CVM condena ex-presidente do Postalis e operadores a multas de R$ 39 milhões

Esquema internacional no fundo de pensão revendia ao Postalis papéis com sobrepreço

Prédio sede dos Postalis, em Brasilia. Foto : Sérgio Marques/Agência O Globo Foto: Sérgio Marques / Agência O Globo
O colegiado da Comissão de Valores Mobiliários (CVM) condenou nesta terça-feira a multas que somam R$ 39 milhões o ex-presidente do Postalis Alexej Predtechensky e dois operadores do mercado financeiro por fraudes praticadas contra o fundo de pensão dos Correios. Segundo a área técnica da CVM, o Postalis foi lesado em pelo menos US$ 16 milhões por uma triangulação internacional que vendia a seus fundos de investimento ativos com sobrepreço. O caso já havia sido julgado por autoridades americanas.
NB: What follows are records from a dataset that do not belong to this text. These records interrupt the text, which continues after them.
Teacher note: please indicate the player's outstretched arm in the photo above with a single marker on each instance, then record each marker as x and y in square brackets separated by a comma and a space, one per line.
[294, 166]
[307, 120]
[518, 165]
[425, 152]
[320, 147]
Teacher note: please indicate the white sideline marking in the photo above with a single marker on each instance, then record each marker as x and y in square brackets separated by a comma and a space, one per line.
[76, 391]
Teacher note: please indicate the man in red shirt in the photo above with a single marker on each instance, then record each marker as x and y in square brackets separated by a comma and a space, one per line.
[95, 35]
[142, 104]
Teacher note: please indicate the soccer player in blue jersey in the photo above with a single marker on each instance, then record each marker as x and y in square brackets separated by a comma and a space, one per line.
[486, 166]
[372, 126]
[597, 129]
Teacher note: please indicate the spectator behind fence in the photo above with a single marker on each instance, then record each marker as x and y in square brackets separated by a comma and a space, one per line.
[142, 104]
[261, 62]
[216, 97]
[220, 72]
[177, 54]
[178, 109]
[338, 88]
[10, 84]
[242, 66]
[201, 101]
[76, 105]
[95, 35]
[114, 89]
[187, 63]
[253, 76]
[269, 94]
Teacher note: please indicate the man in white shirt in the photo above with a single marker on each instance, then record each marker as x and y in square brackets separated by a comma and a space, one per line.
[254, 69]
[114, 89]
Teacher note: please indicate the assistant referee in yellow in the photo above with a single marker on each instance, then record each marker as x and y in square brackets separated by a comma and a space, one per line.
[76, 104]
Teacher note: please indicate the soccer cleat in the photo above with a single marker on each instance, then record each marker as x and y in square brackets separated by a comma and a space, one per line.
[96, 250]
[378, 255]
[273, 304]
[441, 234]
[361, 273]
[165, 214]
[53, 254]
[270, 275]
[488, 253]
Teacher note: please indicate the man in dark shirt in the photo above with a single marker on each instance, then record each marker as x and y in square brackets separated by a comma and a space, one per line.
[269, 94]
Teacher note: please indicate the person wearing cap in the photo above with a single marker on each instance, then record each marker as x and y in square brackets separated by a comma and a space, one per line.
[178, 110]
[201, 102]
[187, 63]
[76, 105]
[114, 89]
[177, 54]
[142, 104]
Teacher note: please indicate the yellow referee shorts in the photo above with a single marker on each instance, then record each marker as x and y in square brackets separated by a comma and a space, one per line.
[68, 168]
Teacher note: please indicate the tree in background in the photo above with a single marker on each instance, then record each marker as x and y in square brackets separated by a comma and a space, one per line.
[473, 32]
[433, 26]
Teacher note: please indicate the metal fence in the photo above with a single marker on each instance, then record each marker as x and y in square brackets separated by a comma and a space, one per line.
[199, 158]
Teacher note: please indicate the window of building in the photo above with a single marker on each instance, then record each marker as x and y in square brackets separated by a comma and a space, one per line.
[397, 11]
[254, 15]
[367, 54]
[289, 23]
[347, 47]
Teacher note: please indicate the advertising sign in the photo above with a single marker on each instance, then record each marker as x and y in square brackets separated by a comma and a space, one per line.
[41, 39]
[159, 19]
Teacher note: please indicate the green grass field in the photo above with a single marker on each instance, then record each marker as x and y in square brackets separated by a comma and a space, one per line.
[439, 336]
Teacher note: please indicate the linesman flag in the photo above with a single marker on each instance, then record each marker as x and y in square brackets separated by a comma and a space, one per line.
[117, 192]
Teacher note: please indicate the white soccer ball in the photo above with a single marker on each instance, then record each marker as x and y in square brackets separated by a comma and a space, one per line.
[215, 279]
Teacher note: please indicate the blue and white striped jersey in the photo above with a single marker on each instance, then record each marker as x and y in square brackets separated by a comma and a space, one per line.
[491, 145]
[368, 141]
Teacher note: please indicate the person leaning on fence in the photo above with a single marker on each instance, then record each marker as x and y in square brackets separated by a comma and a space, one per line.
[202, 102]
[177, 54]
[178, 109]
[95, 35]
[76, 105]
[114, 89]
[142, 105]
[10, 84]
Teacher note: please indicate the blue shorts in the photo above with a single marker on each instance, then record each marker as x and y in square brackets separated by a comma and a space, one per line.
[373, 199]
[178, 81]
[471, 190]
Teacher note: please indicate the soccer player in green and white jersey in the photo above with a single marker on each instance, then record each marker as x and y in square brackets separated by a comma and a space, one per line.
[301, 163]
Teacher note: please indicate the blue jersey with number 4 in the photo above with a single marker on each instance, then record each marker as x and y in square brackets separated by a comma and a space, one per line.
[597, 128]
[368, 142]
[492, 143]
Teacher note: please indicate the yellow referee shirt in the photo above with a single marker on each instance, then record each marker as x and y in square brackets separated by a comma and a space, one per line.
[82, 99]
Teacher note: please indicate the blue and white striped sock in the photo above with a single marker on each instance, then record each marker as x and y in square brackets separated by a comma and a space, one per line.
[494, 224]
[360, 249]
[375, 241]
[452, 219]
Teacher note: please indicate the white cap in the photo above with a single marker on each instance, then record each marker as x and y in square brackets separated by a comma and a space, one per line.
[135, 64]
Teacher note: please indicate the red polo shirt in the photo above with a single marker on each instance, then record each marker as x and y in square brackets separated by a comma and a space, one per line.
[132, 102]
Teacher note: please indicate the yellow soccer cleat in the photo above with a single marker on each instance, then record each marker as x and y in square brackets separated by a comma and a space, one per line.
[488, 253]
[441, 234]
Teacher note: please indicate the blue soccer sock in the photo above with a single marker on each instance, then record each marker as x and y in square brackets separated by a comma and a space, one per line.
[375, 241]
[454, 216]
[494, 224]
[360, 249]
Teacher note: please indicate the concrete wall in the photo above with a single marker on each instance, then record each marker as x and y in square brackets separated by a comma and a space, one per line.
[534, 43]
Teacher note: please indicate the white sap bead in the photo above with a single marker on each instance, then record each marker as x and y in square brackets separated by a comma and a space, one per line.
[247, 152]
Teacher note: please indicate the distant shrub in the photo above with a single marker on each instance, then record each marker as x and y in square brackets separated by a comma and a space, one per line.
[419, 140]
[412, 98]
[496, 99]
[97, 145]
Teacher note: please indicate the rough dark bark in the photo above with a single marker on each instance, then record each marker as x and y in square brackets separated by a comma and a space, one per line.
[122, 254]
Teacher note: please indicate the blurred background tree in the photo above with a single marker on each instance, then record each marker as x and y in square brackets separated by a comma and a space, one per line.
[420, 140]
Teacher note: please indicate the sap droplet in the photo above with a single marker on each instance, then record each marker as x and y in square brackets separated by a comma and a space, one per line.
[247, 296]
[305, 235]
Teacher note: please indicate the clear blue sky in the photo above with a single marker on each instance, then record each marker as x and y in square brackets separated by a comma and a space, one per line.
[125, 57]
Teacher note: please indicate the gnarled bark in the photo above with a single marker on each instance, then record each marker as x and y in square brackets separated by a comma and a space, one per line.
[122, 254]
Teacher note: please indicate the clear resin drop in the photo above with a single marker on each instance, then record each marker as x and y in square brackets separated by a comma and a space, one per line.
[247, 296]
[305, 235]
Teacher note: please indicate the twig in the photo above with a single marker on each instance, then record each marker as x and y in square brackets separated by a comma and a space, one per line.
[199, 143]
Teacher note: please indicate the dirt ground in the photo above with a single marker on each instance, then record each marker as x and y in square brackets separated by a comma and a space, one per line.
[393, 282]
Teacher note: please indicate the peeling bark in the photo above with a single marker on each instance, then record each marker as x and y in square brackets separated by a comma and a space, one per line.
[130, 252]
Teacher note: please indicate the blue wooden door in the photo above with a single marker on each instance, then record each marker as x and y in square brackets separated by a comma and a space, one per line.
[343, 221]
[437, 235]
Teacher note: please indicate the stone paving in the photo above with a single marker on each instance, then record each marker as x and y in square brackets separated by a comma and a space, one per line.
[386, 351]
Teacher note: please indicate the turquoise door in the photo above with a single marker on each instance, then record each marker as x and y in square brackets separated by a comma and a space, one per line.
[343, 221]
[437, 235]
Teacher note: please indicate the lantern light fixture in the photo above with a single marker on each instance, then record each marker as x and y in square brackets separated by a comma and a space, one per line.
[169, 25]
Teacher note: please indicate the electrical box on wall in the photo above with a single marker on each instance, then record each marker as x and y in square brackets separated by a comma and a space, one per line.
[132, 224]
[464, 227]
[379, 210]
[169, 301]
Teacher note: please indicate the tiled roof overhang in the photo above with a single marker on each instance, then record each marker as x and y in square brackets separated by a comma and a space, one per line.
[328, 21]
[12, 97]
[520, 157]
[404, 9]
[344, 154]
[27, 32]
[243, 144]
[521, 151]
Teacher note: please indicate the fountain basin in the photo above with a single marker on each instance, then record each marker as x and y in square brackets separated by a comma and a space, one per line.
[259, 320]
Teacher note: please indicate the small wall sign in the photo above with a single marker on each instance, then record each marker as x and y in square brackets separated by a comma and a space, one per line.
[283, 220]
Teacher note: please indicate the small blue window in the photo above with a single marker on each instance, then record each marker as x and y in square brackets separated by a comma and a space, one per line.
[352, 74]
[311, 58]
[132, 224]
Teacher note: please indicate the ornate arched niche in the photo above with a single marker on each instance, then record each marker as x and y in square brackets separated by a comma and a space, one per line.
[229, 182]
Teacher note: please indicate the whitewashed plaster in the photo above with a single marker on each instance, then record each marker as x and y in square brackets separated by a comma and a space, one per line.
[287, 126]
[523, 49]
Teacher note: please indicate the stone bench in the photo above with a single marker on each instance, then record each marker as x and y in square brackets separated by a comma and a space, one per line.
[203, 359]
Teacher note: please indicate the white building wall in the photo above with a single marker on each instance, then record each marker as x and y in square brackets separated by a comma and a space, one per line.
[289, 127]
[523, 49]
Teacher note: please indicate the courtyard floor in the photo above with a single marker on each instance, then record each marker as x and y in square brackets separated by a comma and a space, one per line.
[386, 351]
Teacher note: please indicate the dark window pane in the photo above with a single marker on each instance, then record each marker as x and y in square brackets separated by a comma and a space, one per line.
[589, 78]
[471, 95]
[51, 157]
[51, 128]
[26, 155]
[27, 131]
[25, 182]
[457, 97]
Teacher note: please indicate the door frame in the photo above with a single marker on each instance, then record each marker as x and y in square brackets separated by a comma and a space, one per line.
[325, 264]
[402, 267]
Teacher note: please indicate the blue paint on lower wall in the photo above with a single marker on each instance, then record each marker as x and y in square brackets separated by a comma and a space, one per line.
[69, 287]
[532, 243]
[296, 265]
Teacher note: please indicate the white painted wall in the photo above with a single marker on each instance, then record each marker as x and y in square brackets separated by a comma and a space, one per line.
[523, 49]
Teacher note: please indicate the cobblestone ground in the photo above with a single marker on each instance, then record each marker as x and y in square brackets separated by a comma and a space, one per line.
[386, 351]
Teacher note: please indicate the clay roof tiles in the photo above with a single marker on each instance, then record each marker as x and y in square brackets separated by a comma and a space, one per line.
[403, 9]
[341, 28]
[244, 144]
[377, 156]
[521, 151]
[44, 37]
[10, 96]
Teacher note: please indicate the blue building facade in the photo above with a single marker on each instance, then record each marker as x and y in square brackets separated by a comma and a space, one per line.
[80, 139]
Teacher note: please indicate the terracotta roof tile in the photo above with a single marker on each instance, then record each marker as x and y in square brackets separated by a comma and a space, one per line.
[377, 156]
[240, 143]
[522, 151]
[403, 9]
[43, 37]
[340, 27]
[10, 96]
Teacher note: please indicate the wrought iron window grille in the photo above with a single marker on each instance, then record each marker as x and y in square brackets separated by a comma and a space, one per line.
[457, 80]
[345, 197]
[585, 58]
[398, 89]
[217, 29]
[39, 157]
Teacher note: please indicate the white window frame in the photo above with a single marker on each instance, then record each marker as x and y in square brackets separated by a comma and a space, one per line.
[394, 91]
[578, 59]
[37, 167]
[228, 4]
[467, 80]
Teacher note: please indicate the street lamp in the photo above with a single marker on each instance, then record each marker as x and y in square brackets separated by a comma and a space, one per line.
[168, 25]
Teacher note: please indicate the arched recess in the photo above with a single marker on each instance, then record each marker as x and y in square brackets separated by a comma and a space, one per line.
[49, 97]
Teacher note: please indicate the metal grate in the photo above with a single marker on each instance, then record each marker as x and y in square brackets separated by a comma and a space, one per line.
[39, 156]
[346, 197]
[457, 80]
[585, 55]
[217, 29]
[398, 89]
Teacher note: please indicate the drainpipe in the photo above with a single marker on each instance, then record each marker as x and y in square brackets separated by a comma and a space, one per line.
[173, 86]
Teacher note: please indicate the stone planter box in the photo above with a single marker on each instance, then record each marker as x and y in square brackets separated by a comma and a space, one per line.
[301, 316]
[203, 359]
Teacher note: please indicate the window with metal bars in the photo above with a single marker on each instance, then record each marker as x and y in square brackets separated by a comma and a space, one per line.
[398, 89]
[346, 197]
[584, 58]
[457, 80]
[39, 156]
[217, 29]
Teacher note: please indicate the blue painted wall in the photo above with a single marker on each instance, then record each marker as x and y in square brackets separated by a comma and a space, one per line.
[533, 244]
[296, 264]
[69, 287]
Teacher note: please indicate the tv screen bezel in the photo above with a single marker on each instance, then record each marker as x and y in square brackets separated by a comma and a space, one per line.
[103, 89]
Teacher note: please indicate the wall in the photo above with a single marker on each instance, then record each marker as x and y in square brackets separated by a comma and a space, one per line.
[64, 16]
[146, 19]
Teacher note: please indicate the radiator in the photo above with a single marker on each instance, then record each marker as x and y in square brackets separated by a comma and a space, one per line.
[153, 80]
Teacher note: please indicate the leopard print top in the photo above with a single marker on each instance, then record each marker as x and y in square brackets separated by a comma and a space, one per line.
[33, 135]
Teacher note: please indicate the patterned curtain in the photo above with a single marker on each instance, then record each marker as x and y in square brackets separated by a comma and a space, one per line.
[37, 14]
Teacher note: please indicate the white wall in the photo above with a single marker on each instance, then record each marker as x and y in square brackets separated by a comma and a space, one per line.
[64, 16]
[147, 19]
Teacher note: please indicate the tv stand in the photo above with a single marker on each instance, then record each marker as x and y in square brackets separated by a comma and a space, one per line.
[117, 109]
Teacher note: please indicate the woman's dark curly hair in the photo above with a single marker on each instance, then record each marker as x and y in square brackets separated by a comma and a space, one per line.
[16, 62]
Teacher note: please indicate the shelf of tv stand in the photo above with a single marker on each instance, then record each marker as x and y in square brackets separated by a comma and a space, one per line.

Fabrizio Dulcetti Neves, sócio da gestora Atlântica, que teria arquitetado o esquema, foi condenado à proibição de atuar no mercado financeiro por uma década. Segundo o relator do processo, diretor Gustavo Gonzalez, aplicar uma multa a Neves seria pouco eficaz, uma vez que ele já havia sido condenado pela CVM a multa de R$ 111,4 milhões por fraude contra o Postalis.

Nesta terça-feira, o BNY Mellon e seu ex-presidente José Carlos de Oliveira foram absolvidos da acusação de precificação imprecisa de ativos. É o quarto processo julgado pela autarquia nos últimos dois anos sobre irregularidades no Postalis supostamente envolvendo o BNY Mellon. Em janeiro, a CVM multou em cerca de R$ 120 milhões empresas do grupo e outros gestores por operações fraudulentas que também lesaram o Postalis. 

A apuração sobre o processo julgado nesta terça-feira começou em 2010, quando a Autoridade Reguladora da Indústria Financeira (Finra, na sigla em inglês), responsável pela autorregulação do mercado nos EUA, enviou à CVM comunicado em que dizia ter encontrado, em fiscalização de rotina da corretora Latam Investments, baseada em Miami, irregularidades em dois fundos de investimento constituídos no Brasil. Os fundos eram geridos pela carioca Atlântica e administrados pelo BNY Mellon. Os dois fundos seriam consolidados em um único veículo no fim de 2010, tendo como único investidor o Postalis.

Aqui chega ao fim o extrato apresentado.